Configure Single Sign-On (SSO) to use Microsoft Azure as your Identity Provider

You can use Microsoft Azure as the identity provider (IdP) for your enterprise users to sign in to Aternity via SSO with their network username and password.

Single Sign-On (SSO) brings the most secure access to Aternity by bypassing Aternity's sign in screen, and authenticating with your enterprise's chosen identity provider (IdP) just once using passwords, two-factor authentication (2FA), or even biometrics. Every time you access Aternity as an SSO user, it automatically reroutes you securely to the IdP, and then after authentication, it routes you back to your Aternity home page as a signed in user. SSO uses the secure SAML 2.0 protocol to delegate the entire authentication process to the IdP.

Set up Microsoft Azure to enable sharing identity and authentication information securely with Aternity.

Procedure

  1. Step 1 Connect to the Azure Portal (https://portal.azure.com) and open Azure Active Directory by typing Azure Active Directory in the search box in the top bar.
  2. Step 2 Select Enterprise Applications from the Manage menu in the left pane.
  3. Step 3 Select the Overview page and then select New application.
    Add a new app to your Azure AD
  4. Step 4 In the Add an application page, select Non-gallery application.
  5. Step 5 When prompted, type a name for the enterprise application and then select Add.
    Add a name for the application
  6. Step 6 Select Single sign-on in the left pane and then select SAML to start configuring a secure authentication to your Enterprise application.
    Secure authentication to applications
  7. Step 7 First, select Edit in the Basic SAML Configuration area.
    1. a Open a browser and sign in to Aternity.
    2. b Select the Gear Icon > Integration Settings > Security SSO
    3. c Copy and write down somewhere the Domain URL, Entity ID, and Consumer URL of the Aternity instance.
    4. d Paste the copied strings of the instance you are integrating to the respective fields in the Azure Basic SAML Configuration area, and then select Save.
      Configure the Basic SAML data with the data of the instance you are integrating
  8. Step 8 Second, select Edit in the User Attributes and Claims area. (Optional configuration for SSO groups).
    Tip

    For individual user login attempts, it is not necessary to set up User Attributes and Claims; the out-of-the-box settings automatically apply for individual users.

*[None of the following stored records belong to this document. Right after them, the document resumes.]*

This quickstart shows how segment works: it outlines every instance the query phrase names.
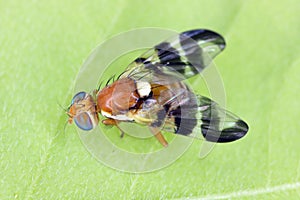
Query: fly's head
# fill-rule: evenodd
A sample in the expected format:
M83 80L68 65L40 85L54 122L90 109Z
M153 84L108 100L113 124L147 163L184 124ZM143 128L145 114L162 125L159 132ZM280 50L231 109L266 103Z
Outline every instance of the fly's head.
M95 101L86 92L78 92L74 95L67 115L69 123L74 121L78 128L85 131L95 128L99 121Z

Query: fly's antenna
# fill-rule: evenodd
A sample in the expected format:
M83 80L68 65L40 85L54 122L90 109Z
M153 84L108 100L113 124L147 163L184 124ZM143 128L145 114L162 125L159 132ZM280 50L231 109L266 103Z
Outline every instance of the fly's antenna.
M68 112L68 108L69 108L70 106L68 106L68 108L64 108L58 101L57 101L56 103L57 103L57 105L58 105L61 109L63 109L65 112Z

    1. a Select Add a group claim.
    2. b Select the Groups assigned to the application radio-button.
    3. c In the Advanced options area, enable Customize the name of the group claim and select memberOf in the Name field.
      Configure SSO Groups
  9. Step 9 Third, download the Federation Metadata XML and paste it to the Aternity > Integration Settings > Security-SSO > IdP Metadata.
    Set SSO in Aternity console
  10. Step 10 Assign group(s) to the application you are integrating.
    1. a Select Users and groups.
  11. Step 11 Continue by enabling SSO in Aternity.

    Create an SSO user and/or group(s) in Aternity that matches your Azure AD user.

    In the Add SSO Group window, in the Group Value, enter the object ID of the Group from the Azure AD.